Gianelli’s emotions raised his voice to a shout. “The refugees have a head start on us that we’ll make up in the trucks, but I don’t want them getting too far ahead. Joppi, I think our friend Mercer has gotten the rest of the men you needed to work the mine. Those Eritreans will supplement the men you’ve already recruited. Is everything packed on the trucks?”
“Ja.” The Africaaner grinned. He was plainly relieved to escape the boredom of the camp. “We repacked them after checking each load.”
“Mahdi, how fast can that refugee caravan walk through the desert?”
“If they left their women and children behind, twenty or more miles a day, but they are bringing their families. That would cut their progress in half.”
“Good.” The refugees moving so slowly tempered Gianelli’s haste and changed his plans slightly. “Send out scouts to track them. It shouldn’t be too difficult. We’ll remain in camp until they get a few days ahead of us. That way we won’t trip over them when we leave. That also gives us more time to get another fuel truck from Khartoum.”
“Mr. Gianelli, if there are that many people at the mine, we’re going to need more water too,” Joppi remarked.
Giancarlo opened his laptop again and began a list. “Water, fuel, what else?”

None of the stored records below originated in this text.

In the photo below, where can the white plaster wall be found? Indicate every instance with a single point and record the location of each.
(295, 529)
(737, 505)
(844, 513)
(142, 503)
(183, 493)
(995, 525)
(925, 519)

The three of them worked for an hour, refining the list. By the time they had finished, they had the provisions to sustain the camp for several weeks without resupply. After that, they would start to bring stores from Sudan, which wasn’t a problem given Gianelli’s influence. In addition to his support to the rebels, he also maintained contacts with the government in Khartoum, working both sides of the civil war.

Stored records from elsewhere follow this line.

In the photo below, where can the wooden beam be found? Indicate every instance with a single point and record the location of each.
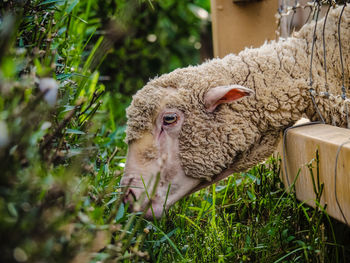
(240, 25)
(301, 146)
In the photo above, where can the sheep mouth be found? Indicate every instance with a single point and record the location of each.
(216, 178)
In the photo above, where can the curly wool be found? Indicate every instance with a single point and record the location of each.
(241, 134)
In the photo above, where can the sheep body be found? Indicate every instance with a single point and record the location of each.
(238, 135)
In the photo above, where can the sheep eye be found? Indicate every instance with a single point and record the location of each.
(169, 118)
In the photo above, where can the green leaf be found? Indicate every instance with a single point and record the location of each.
(73, 131)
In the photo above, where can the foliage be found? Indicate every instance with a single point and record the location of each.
(61, 158)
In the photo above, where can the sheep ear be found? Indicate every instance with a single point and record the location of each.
(224, 94)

Gianelli concluded their meeting. “Mahdi, send out those scouts now, have them take a hand radio to report their progress. I’m going to order the rest of the equipment and supplies from Khartoum and make the necessary security arrangements. Joppi, you just make damned sure your men are ready to go.”
“Yes, sir,” both men said in unison. In the bizarre twist of Joppi Hofmyer’s racism that made him hate the group but not the individuals, he held the tent fly open for Mahdi as they left the screened enclosure.